The elephant in the room here is that the range of an int could be as small as -32767 to +32767, and the behaviour on assigning a larger value than this to such an int is undefined.
But, as for your main point, indeed it should concern you as it is a very bad habit. Things could go wrong as yes, 1e7 is a floating point double type.
The fact that i will be converted to a floating point due to type promotion rules is somewhat moot: the real damage is done if there is unexpected truncation of the apparent integral literal. By the way of a “proof by example”, consider first the loop
for (std::uint64_t i = std::numeric_limits<std::uint64_t>::max() - 1024; i ++< 18446744073709551615ULL; ){
std::cout << i << "\n";
}
This outputs every consecutive value of i in the range, as you’d expect. Note that std::numeric_limits<std::uint64_t>::max() is 18446744073709551615ULL, which is 1 less than the 64th power of 2. (Here I’m using a slide-like “operator” ++< which is useful when working with unsigned types.
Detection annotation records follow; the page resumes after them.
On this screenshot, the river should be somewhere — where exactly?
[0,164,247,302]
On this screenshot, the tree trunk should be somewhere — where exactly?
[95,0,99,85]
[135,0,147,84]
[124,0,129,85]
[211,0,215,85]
Many folk consider --> and ++< as obfuscating but in scientific programming they are common, particularly -->.)
Now on my machine, a double is an IEEE754 64 bit floating point. (Such as scheme is particularly good at representing powers of 2 exactly – IEEE754 can represent powers of 2 up to 1022 exactly.) So 18,446,744,073,709,551,616 (the 64th power of 2) can be represented exactly as a double. The nearest representable number before that is 18,446,744,073,709,550,592 (which is 1024 less).
So now let’s write the loop as
for (std::uint64_t i = std::numeric_limits<std::uint64_t>::max() - 1024; i ++< 1.8446744073709551615e19; ){
std::cout << i << "\n";
}
On my machine that will only output one value of i: 18,446,744,073,709,550,592 (the number that we’ve already seen). This proves that 1.8446744073709551615e19 is a floating point type. If the compiler was allowed to treat the literal as an integral type then the output of the two loops would be equivalent.